The goal of the present study was to assess the evolution of the in vitro chloroquine resistance and also the prevalence of pfcrt T76 and pfmdr1 Y86 mutations in Pikine from 2000 while chloroquine (CQ) was the first-line treatment of malaria to 2009 when artemisinin-based combination therapies (ACTs) are in use. We genotyped pfcrt K76T and pfmdr1 N86Y polymorphisms by PCR-RFLP and assessed in vitro CQ susceptibility by double-site enzyme-linked pLDH immunodetection (DELI) assay in Plasmodium falciparum isolates collected in Pikine, Senegal. The proportions of the pfcrt T76 allele in the light of the three different treatment policies were 72.4 % before CQ withdrawal (2000 to 2003), 47.2% while amodiaquine plus Fansidar was the first-line treatment (2004 to 2005), and 59.5 % since the ACT use was implemented (2006 to 2009). The prevalence of pfcrt T76 decreased significantly after CQ was stopped [X (2) = 6.54, P = 0.01 (2000-2003 versus 2004-2005)] and then slightly since ACTs have been implemented [X(2) = 1.12, P = 0.28 (2000-2003 versus 2006-2009)]. There were no significant differences on the prevalence of pfmdr1 Y86 throughout the three treatment policies. The DELI assay was carried out episodically in 2000 (n = 36), 2001 (n = 47), and 2009 (n = 37). The mean IC(50)s of the isolates to CQ in 2000 versus 2009 and 2001 versus 2009 are significantly different (P < 0.05). The Fisher exact test found a significant association between the presence of the pfcrt T76 mutant allele and in vitro resistance in 2000/2001 (P = 0.023), while in 2009 there were no association between both variables (P = 0.274). Mutant pfcrt T76 and pfmdr1 Y86 alleles and in vitro CQ-resistant strains are still circulating in Pikine. The official discontinuation of CQ use is not completely followed by its total withdrawal from private drug sellers, and the molecule still exerts pressure on local P. falciparum populations.

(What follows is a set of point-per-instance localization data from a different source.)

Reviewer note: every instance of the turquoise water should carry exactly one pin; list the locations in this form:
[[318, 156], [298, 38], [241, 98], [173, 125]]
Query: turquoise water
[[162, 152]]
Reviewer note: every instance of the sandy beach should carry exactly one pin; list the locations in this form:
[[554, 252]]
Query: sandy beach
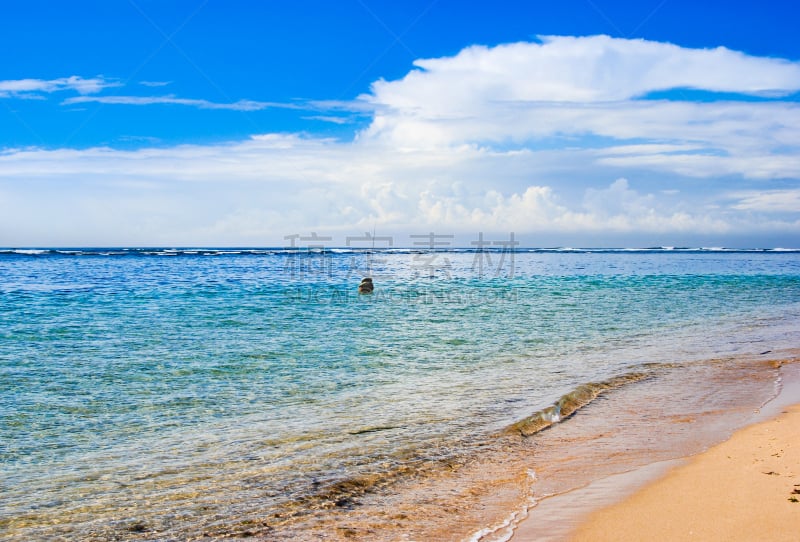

本研究的目的是评估 2000 年至 2009 年期间塞内加尔皮基纳(Pikine)地区体外氯喹耐药性的演变,以及 pfcrt T76 和 pfmdr1 Y86 突变的流行情况。氯喹(CQ)曾是疟疾的一线治疗药物,而在 2009 年引入青蒿素类复方疗法(ACTs)后,CQ 已不再使用。我们通过 PCR-RFLP 方法对 pfcrt K76T 和 pfmdr1 N86Y 多态性进行基因分型,并通过双位点酶联乳酸脱氢酶免疫检测(DELI)法评估体外 CQ 敏感性,研究对象为 2000 年至 2009 年在塞内加尔皮基纳收集的恶性疟原虫分离株。根据三种不同的治疗政策,pfcrt T76 等位基因的比例分别为:停用 CQ 前(2000 年至 2003 年)为 72.4%,使用阿莫地喹加 Fansidar 作为一线治疗药物时(2004 年至 2005 年)为 47.2%,使用 ACTs 时(2006 年至 2009 年)为 59.5%。停止使用 CQ 后,pfcrt T76 的流行率显著下降[X (2) = 6.54,P = 0.01(2000-2003 年与 2004-2005 年)],自 ACTs 实施以来略有下降[X(2) = 1.12,P = 0.28(2000-2003 年与 2006-2009 年)]。在三种治疗政策中,pfmdr1 Y86 的流行率没有显著差异。在 2000 年(n = 36)、2001 年(n = 47)和 2009 年(n = 37),我们间歇性地进行了 DELI 检测。2000 年和 2009 年、2001 年和 2009 年分离株对 CQ 的平均 IC(50)值存在显著差异(P < 0.05)。Fisher 确切检验发现,2000 年/2001 年,pfcrt T76 突变等位基因与体外耐药性之间存在显著关联(P = 0.023),而在 2009 年,这两个变量之间没有关联(P = 0.274)。突变型 pfcrt T76 和 pfmdr1 Y86 等位基因以及体外 CQ 耐药株仍在皮基纳流行。CQ 的正式停用并未完全导致其从私人药品供应商中完全撤出,该药物仍对当地恶性疟原虫种群造成压力。